Loi portant prorogation du mandat des membres de l'Assemblée des Français de l'étranger
Conformité

Le Conseil constitutionnel a été saisi par plus de soixante sénateurs d'un recours dirigé contre la loi portant prorogation du mandat des membres de l'Assemblée des Français de l'étranger relevant de la série B (Europe, Asie et Levant). Aux termes de l'article unique de cette loi, le mandat des membres de cette série dont le renouvellement est prévu en juin 2013 prend fin, au plus tard, en juin 2014.
Les auteurs du recours critiquent cette prorogation de mandats en cours sous trois angles. Ils considèrent, d'une part, qu'elle porte atteinte au droit que les électeurs tirent de l'article 3 de la Constitution. Ils soutiennent, d'autre part, qu'elle méconnaît l'égalité devant la loi dès lors qu'en raison d'un premier report, les mandats des élus de la série B seront plus longs que ceux des élus de la série A. Ils font grief enfin au législateur d'avoir validé « rétroactivement une illégalité commise (. . .) par le Gouvernement ».
Ces griefs appellent, de la part du Gouvernement, les observations suivantes.

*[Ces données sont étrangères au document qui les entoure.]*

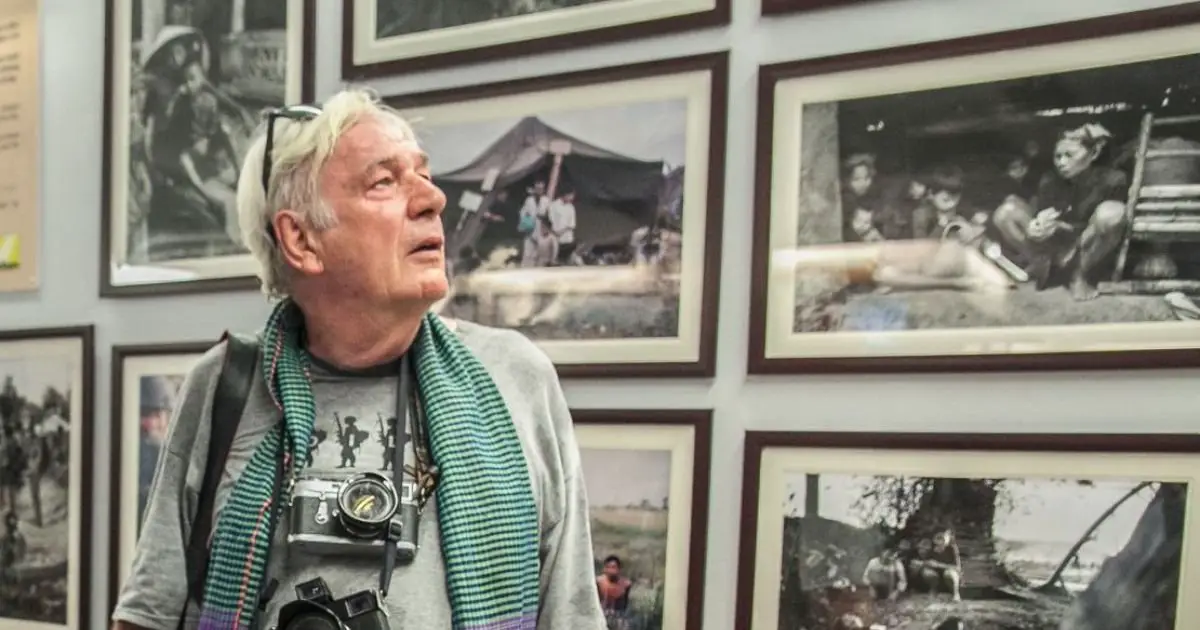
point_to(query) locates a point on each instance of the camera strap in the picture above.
(401, 431)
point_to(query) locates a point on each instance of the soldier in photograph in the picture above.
(1077, 219)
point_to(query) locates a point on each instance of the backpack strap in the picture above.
(228, 403)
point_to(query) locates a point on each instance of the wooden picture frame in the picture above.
(683, 438)
(780, 7)
(366, 55)
(647, 285)
(1027, 504)
(46, 407)
(145, 382)
(817, 301)
(193, 243)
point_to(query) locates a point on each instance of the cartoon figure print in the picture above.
(388, 439)
(351, 438)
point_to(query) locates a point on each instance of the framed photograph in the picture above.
(1018, 201)
(585, 210)
(389, 37)
(46, 454)
(186, 82)
(906, 532)
(775, 7)
(145, 388)
(647, 484)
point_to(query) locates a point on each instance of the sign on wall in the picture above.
(18, 145)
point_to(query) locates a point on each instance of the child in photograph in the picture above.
(562, 222)
(885, 575)
(859, 196)
(939, 564)
(943, 209)
(613, 589)
(545, 244)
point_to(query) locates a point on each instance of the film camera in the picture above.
(353, 516)
(315, 609)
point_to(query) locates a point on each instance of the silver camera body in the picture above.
(353, 516)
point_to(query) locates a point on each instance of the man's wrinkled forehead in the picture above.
(379, 139)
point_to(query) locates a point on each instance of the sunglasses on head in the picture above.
(299, 113)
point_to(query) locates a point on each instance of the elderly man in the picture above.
(480, 521)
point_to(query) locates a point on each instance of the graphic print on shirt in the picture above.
(351, 437)
(355, 427)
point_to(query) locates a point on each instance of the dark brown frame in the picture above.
(760, 441)
(115, 519)
(778, 7)
(235, 283)
(85, 425)
(1051, 34)
(717, 64)
(717, 16)
(702, 423)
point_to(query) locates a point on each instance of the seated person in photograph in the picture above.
(209, 167)
(545, 244)
(342, 216)
(939, 564)
(562, 223)
(943, 207)
(859, 192)
(1077, 219)
(613, 589)
(900, 207)
(885, 576)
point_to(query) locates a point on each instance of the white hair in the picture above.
(299, 151)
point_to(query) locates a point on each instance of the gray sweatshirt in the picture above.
(351, 436)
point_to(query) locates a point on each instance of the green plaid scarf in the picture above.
(486, 510)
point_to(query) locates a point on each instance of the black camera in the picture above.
(315, 609)
(354, 516)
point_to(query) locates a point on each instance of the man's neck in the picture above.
(352, 339)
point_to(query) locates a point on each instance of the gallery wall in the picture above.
(72, 108)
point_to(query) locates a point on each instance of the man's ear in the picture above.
(298, 247)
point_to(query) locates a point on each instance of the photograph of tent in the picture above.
(580, 216)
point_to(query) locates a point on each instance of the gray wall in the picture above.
(72, 111)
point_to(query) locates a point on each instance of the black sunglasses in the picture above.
(298, 113)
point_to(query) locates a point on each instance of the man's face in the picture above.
(612, 569)
(388, 243)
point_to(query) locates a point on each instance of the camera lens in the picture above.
(366, 503)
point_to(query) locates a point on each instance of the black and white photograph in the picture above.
(909, 553)
(969, 532)
(387, 37)
(191, 79)
(995, 213)
(42, 544)
(145, 389)
(579, 216)
(646, 479)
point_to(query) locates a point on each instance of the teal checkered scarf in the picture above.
(486, 510)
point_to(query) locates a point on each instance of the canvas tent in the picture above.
(615, 193)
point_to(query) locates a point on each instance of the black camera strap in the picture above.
(400, 430)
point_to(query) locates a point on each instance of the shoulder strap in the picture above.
(228, 403)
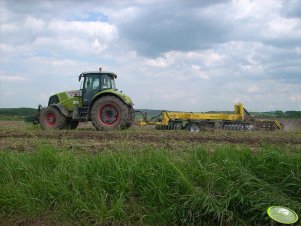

1.- Selon une jurisprudence constante, le Conseil constitutionnel considère que, « compétent en application de l'article 34 de la Constitution pour fixer les règles concernant le régime électoral » d'une assemblée, le législateur « peut, à ce titre, déterminer la durée du mandat des élus » mais que « dans l'exercice de cette compétence, il doit se conformer aux principes d'ordre constitutionnel, qui impliquent notamment que les électeurs soient appelés à exercer leur droit de suffrage selon une périodicité raisonnable » (v. nt. 11 février 2010, n° 2010-603 DC). Dans ce cadre, la modification de la durée de mandats électifs par rapport à aux échéances normales doit être justifiée par un motif d'intérêt général, revêtir « un caractère exceptionnel et transitoire » (décision n° 2005-529 DC du 15 décembre 2005) et permettre aux électeurs l'exercice de leur droit au suffrage selon une « périodicité raisonnable » (v. nt. 6 février 1996, n° 96-372 DC ; 9 mai 2001, n° 2001-444 DC ; 11 février 2010, n° 2010-603 DC)

2.- Le législateur a respecté ces exigences.

2.1. - La loi déférée est indissociable du projet de loi relatif à la représentation des Français établis hors de France, les deux textes ayant été déposés et examinés conjointement au Parlement. Le second projet de loi, qui est en fin de discussion au Parlement, a pour objet une réforme d'ampleur de la représentation des Français établis hors de France, à l'issue de laquelle l'Assemblée des Français de l'étranger (AFE) a vocation à être remplacée par un ensemble fondé au niveau local sur des conseils consulaires et relayé au niveau central par un Haut Conseil des Français de l'étranger.
La tenue d'élections au moment où se trouve discutée au Parlement une telle réforme n'était pas envisageable. La sincérité du scrutin n'aurait pas été assurée, compte tenu de l'incertitude quant à la portée réelle des élections et la durée des mandats à pourvoir. Croyant accorder un mandat de six ans à des représentants appelés notamment à désigner en septembre 2014 les sénateurs des Français de l'étranger, les électeurs auraient en réalité élu pour une seule année des membres de l'AFE n'ayant, à terme, plus vocation à participer au collège électoral des sénateurs. Une telle situation aurait créé une grande confusion et n'aurait favorisé ni la mobilisation de candidats en nombre suffisant, ni la participation du corps électoral, dans un contexte déjà marqué par un fort taux d'abstention des électeurs établis hors de France pour ce type de consultation.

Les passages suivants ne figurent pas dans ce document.